Observations attach facts to entities or episodes (FETCHED, CITES, MENTIONS); derivations carry method, model, and confidence (IN_TOPIC, embeddingRef); judgments are labeled claims (targetsIntent, attributedResponse). High-cardinality facts live in column stores; the graph keeps windowed rollups with datasetUri pointing back at the authoritative table.
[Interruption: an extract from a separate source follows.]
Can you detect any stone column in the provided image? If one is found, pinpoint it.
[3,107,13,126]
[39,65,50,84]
Two rollup patterns rhyme on purpose. (:URL)-[:RANKS_FOR {clicks, impressions, avgPosition, periodStart, periodEnd, datasetUri}]->(:Term) summarizes the SEO world. (:Prompt)-[:VISIBILITY_FOR {mentionRate, citationRate, responses, periodStart, periodEnd, datasetUri}]->(:Brand) summarizes the xEO world. Same discipline, new engine — and tenancy is data, not schema: scope lives in a websiteId property, never a dynamic label.
Example queries
Two queries from the working implementation, unmodified.
"Cited but not named" — pages that ground an engine's answer while the engine credits someone else:
MATCH (r:LLMResponse)-[:CITES]->(u:URL {websiteId: $tenant})
WHERE NOT EXISTS { MATCH (r)-[:MENTIONS]->(:Brand {websiteId: $tenant}) }
RETURN u.address, count(r) AS ghost_citations ORDER BY ghost_citations DESC;
The fan-out join — engine retrieval queries you already rank for, joined through the Term that a Prompt fanned out to:
MATCH (p:Prompt)-[:FANS_OUT_TO]->(t:Term)<-[rf:RANKS_FOR]-(u:URL)
WHERE rf.avgPosition <= 10
RETURN p.text, t.name, u.address, rf.avgPosition;What's deliberately not here
The ontology draws its boundary as carefully as it draws its terms.
Judgment machinery. Recommendations, playbooks, experiments, and outcomes are not modeled here. That layer references weo's terms but lives above them.
Vendor vocabularies. CRM and analytics stacks are never imported as schemas. They join via identity keys — crmRecordRef, datasetUri — and nothing more.
Unfalsifiable constructs. Quality scores and similar constructs don't get a term. If it isn't an observation, a provenance-carrying derivation, or a labeled judgment, it stays out.